Qui il link per votare 

Edith Schippers fa coriandoli del segreto medico
A Edith Schippers ha inviato la sua proposta al parlamento per la modifica della normativa che regola il settore sanitario; il ministro vorrebbe comprimere l’obbligo di riservatezza dei medici offrendo la possibilità alle compagnie d’assicurazione di accedere ad alcuni dati sensibili. Il valore del segreto medico è considerato come un “diritto essenziale dei pazienti” in una dinamica di fiducia tra medico e paziente.

Il disegno di legge prevede un ampliamento della capacità delle assicurazioni di avere accesso alle cartelle cliniche dei pazienti in funzione anti-frode. Questo è, di fatto, già possibile ma il ministro Schippers vorrebbe estendere questa possibilità.
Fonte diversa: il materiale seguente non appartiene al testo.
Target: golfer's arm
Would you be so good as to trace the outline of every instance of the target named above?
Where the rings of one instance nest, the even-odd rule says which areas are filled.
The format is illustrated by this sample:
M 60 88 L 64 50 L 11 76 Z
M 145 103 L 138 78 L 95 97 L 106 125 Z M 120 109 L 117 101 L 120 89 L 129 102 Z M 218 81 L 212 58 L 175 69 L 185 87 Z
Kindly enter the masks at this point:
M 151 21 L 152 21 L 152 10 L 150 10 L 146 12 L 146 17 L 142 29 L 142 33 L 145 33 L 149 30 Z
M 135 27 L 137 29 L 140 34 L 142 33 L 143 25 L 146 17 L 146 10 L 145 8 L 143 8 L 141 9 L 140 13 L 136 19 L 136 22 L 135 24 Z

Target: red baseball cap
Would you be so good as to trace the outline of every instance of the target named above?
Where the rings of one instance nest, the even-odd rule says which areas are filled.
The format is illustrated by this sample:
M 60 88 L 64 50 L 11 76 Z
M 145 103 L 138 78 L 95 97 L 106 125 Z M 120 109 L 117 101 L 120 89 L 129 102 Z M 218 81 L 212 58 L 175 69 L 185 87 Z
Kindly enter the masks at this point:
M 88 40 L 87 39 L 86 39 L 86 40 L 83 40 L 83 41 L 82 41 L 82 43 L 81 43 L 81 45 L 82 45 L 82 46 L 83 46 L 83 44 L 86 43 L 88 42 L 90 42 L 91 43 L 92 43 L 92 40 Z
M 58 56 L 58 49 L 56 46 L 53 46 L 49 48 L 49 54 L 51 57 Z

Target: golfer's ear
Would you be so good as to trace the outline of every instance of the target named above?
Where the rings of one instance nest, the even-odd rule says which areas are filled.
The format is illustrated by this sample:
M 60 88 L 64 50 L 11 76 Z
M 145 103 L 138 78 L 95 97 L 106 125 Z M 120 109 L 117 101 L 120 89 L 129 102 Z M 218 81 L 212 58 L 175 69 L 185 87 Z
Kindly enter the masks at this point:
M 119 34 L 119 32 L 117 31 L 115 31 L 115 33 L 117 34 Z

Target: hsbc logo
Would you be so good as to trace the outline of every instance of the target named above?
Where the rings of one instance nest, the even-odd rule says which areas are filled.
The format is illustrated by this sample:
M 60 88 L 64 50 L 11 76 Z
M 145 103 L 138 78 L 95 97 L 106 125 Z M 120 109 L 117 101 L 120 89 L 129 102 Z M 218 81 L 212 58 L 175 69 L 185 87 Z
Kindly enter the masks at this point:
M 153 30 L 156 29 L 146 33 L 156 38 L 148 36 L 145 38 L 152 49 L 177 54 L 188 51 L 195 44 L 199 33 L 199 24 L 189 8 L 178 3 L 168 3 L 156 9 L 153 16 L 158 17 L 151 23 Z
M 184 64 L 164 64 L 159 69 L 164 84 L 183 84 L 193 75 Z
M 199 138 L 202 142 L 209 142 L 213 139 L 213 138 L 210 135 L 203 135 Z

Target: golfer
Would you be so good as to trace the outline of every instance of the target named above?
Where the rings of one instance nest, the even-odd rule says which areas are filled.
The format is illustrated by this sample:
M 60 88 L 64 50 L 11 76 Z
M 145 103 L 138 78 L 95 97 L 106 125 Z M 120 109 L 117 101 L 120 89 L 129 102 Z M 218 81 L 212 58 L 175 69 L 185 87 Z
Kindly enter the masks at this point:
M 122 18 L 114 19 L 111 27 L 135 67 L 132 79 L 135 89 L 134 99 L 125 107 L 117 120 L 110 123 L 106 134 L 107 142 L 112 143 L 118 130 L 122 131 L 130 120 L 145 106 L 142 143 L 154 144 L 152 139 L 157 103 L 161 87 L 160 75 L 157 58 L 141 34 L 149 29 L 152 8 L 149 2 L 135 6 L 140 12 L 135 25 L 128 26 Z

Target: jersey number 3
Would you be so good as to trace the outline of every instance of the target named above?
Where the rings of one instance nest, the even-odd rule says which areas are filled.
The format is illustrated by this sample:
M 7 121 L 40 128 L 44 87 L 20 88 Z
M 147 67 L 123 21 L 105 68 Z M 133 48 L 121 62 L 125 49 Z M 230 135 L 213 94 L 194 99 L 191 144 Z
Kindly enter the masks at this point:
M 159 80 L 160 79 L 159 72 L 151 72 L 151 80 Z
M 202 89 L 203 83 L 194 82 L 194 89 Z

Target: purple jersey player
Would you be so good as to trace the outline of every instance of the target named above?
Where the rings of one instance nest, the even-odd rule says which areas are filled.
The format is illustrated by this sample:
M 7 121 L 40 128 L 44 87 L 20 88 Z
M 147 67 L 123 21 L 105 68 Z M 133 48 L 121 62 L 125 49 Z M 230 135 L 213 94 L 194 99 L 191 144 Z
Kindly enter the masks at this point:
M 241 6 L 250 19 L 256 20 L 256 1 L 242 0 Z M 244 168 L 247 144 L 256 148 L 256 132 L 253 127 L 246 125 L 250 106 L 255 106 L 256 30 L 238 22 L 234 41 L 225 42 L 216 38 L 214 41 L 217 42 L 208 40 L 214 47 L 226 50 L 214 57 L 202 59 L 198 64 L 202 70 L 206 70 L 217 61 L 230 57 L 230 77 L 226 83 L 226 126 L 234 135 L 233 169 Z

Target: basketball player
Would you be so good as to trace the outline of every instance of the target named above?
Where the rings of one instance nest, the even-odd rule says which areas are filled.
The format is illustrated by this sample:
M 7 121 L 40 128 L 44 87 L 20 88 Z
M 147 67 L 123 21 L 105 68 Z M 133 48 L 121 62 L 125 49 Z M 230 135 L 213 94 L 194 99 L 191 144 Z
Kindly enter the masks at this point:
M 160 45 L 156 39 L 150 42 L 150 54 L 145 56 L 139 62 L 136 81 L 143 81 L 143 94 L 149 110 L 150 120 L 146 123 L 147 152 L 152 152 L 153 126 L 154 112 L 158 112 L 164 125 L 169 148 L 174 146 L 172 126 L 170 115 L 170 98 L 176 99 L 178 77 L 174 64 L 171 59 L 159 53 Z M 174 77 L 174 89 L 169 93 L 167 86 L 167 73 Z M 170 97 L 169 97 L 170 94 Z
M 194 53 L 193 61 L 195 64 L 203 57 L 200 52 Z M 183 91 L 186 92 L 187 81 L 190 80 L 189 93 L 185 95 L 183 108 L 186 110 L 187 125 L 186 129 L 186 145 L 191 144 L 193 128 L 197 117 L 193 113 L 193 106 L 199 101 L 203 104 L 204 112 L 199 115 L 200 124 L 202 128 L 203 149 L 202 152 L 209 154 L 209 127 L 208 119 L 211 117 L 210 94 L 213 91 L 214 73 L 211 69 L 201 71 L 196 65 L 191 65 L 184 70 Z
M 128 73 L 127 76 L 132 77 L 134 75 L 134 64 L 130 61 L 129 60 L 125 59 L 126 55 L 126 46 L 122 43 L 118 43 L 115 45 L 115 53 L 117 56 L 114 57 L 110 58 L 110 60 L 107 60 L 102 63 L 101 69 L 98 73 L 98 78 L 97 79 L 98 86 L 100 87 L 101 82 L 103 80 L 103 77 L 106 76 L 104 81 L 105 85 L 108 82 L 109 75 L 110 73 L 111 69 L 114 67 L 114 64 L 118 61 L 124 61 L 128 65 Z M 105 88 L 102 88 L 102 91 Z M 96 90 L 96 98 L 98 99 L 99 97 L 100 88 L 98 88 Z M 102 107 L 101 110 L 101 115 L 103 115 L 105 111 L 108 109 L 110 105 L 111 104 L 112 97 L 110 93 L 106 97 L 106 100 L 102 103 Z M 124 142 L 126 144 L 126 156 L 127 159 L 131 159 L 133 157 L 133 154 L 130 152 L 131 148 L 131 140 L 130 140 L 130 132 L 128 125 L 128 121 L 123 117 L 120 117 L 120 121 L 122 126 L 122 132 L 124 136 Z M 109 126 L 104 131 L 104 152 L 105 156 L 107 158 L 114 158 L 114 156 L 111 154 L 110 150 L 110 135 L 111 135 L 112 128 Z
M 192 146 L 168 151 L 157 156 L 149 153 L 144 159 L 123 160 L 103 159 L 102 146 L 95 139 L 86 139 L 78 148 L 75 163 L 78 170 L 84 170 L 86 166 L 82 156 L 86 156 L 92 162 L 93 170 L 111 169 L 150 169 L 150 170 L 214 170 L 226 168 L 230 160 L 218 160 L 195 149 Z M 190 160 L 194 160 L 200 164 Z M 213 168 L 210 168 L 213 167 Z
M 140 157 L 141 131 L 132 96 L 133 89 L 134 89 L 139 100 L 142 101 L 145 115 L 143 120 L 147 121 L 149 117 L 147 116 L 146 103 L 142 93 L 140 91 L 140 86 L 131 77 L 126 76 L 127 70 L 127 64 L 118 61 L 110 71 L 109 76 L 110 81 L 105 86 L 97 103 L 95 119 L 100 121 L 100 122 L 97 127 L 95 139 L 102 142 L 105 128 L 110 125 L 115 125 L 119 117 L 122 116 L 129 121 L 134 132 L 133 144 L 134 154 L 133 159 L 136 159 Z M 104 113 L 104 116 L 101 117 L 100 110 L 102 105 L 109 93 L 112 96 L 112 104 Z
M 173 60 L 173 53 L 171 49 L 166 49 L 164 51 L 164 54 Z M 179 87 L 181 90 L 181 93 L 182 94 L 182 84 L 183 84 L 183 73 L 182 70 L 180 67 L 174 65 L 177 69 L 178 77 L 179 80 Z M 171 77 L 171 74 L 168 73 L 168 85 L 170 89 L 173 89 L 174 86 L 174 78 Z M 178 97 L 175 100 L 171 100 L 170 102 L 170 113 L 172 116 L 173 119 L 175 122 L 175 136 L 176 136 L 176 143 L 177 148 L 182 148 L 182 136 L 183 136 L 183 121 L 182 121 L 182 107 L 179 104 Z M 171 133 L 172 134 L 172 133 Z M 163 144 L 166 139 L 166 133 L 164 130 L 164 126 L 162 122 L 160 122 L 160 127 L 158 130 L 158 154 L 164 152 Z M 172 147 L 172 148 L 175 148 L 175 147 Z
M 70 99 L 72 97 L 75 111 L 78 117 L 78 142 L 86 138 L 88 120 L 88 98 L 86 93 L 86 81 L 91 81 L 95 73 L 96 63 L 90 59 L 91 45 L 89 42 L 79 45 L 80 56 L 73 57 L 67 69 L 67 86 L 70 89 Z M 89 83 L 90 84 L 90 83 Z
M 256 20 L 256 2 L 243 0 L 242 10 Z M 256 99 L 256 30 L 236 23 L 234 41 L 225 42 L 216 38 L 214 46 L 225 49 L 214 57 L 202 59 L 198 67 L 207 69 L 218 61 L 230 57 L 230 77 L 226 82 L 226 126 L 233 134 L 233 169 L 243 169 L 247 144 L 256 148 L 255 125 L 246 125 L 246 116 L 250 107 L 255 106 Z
Sottolinea Bits of Freedom che il costo delle frodi è inferiore all’1% della spesa sanitara totale.

Per il capo dei servizi segreti, quello sulla privacy è un dibattito stanco 
In un’intervista al Volkskrant -dice Bits of Freedom- il capo dei servizi Rob Bertholee, privacy e sicurezza non andrebbero d’accordo: “Quanto la privacy vale in realtà la vostra sicurezza?” Ma la ragione alla base della nomination come “Big Brother dell’anno” è da ricercare nella guerra dell’alto funzionario alla crittografia. Limitando l’uso della comunicazione cifrata, tutti gli utenti dei Paesi Bassi sarebbero esposti, prosegue l’organizzazione, a cyber attacchi condotti da criminali o agenzie straniere.”

WhatsApp e le promesse mancate
WhatsApp era così promettente, riprende Bits of Freedom ma dopo l’acquisizione da parte di Facebook e nonostante le rassicurazioni dello stesso Zuckerberg, circa la tutela delle informazioni cifrate di WhatsApp e il modo in cui utilizza i dati degli utenti.” Ma l’app di messaggeria ha cambiato i suoi termini in modo che le informazioni possano essere condivise con Facebook. Ma che cosa viene esattamente condiviso? Questo rimane poco chiaro.

 

Le nomination
Chiunque poteva nominare i candidati attraverso il sito bigbrotherawards.nl. I candidati che hanno raccolto più “favore” tra gli utenti, sono ora i tre finalisti. Il premio è organizzato da Bits of Freedom, la principale organizzazione olandese che promuove la libertà di Internet.  L’anno scorso i vincitori sono stati il ministro Ronald Plasterk e il commissario della polizia nazionale.